Las niñas chinas siguen siendo el colectivo favorito
para los españoles a la hora de emprender una adopción internacional, un
fenómeno al alza y un boom en Madrid. El pasado año, la Comunidad registró una
cifra récord de solicitudes: 1.691, el mayor número hasta la fecha. Y
anualmente, según explican desde Familia y Asuntos Sociales, unos 900 niños
son adoptados. El 90% procede de otros países.

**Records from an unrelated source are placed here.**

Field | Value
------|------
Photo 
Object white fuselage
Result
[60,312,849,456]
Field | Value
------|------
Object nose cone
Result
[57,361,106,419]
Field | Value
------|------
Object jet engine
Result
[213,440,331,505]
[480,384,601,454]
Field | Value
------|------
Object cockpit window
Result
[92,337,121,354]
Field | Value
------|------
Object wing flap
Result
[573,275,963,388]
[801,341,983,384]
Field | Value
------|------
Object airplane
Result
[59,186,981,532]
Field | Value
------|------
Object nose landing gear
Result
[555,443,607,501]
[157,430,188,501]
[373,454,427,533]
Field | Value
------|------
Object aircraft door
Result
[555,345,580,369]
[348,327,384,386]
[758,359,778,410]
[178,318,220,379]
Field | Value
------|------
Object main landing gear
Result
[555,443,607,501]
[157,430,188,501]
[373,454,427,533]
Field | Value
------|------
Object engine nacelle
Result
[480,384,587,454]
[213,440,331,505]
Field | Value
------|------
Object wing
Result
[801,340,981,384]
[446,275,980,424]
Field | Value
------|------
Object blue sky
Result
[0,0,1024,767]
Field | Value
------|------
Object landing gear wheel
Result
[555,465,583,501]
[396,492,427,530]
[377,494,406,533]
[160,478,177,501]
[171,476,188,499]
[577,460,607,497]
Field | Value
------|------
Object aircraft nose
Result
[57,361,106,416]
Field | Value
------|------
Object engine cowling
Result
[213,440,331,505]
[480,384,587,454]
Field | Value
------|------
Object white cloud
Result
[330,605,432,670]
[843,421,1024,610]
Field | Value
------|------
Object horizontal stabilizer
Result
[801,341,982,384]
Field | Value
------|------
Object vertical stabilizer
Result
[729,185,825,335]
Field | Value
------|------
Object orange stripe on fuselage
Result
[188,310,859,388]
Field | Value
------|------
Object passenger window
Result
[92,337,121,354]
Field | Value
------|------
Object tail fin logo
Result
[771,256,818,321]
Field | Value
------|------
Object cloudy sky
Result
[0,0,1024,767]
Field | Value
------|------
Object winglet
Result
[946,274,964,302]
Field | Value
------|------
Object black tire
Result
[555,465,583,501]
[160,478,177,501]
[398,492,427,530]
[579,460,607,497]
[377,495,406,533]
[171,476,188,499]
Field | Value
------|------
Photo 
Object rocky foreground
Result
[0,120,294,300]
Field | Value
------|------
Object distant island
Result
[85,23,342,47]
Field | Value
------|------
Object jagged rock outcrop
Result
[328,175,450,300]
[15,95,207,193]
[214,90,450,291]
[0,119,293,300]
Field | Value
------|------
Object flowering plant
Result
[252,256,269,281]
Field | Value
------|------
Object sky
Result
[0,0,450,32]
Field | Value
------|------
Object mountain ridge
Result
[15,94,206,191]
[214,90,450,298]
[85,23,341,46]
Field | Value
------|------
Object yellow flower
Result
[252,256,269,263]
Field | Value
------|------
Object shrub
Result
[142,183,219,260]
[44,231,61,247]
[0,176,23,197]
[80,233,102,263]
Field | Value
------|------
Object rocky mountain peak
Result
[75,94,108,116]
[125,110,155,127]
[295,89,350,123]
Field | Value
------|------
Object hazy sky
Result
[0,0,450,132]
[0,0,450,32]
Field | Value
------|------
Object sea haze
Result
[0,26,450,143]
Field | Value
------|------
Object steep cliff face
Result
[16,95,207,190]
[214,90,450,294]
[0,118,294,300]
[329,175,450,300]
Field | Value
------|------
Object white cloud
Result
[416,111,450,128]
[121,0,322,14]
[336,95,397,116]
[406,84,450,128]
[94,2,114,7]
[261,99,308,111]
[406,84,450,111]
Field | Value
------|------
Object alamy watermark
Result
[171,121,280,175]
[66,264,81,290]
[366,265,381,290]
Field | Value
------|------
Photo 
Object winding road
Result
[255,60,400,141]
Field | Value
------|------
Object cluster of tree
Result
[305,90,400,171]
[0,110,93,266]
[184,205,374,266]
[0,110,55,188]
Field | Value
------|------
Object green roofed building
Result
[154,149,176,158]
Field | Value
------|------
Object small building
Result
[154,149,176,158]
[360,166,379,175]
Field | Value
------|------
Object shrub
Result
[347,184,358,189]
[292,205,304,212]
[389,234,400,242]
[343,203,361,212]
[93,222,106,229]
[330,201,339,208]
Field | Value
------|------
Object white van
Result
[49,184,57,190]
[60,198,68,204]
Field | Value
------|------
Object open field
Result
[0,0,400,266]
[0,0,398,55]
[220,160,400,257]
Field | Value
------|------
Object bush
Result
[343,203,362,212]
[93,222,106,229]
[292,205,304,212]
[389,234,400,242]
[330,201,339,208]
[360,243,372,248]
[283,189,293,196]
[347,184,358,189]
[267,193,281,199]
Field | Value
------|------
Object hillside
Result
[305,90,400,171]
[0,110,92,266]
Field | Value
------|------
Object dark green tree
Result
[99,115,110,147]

La adopciones nacionales, en cambio, no pasan de 150
desde 2000 en la Comunidad de Madrid. En 2006 fueron 108, un 14% menos que en
2005, cuando se adoptaron 123 menores españoles. La razón es que en España se
producen "poquísimas" renuncias de bebés o abandonos en hospitales. Por ello,
los cauces para adoptar se mantienen cerrados, como ocurre en la actualidad, y
sólo se abren cada cierto tiempo. Sin embargo, una vez iniciado el proceso
sólo se tarda dos meses.
Los trámites para la adopción se inician a través de
los organismos de las distintas autonomías. Desde que se hace la solicitud
hasta que se concede el certificado de idoneidad; es decir, el aval para
seguir adelante con el proceso, pueden pasar seis meses. Después entran en
escena las agencias, entidades que se hacen cargo de la tramitación. "Hay que
tener paciencia y mentalizarse de que no se está comprando un bolso", dicen
desde Profilia, organización que gestiona adopciones en México y Honduras.
En mayo, China endureció sus exigencias a las familias
adoptantes, lo que está motivando que emerjan en las listas para adoptar
países como Vietnam o Filipinas. El gigante asiático ya no permite adoptar a
las familias monoparentales y exige a los dos miembros de la pareja tener el
título de bachiller superior para concederles el niño. Tal es el control, que
incluso piden el índice de masa corporal y si el padre o la madre tienen
obesidad mórbida les deniegan la adopción.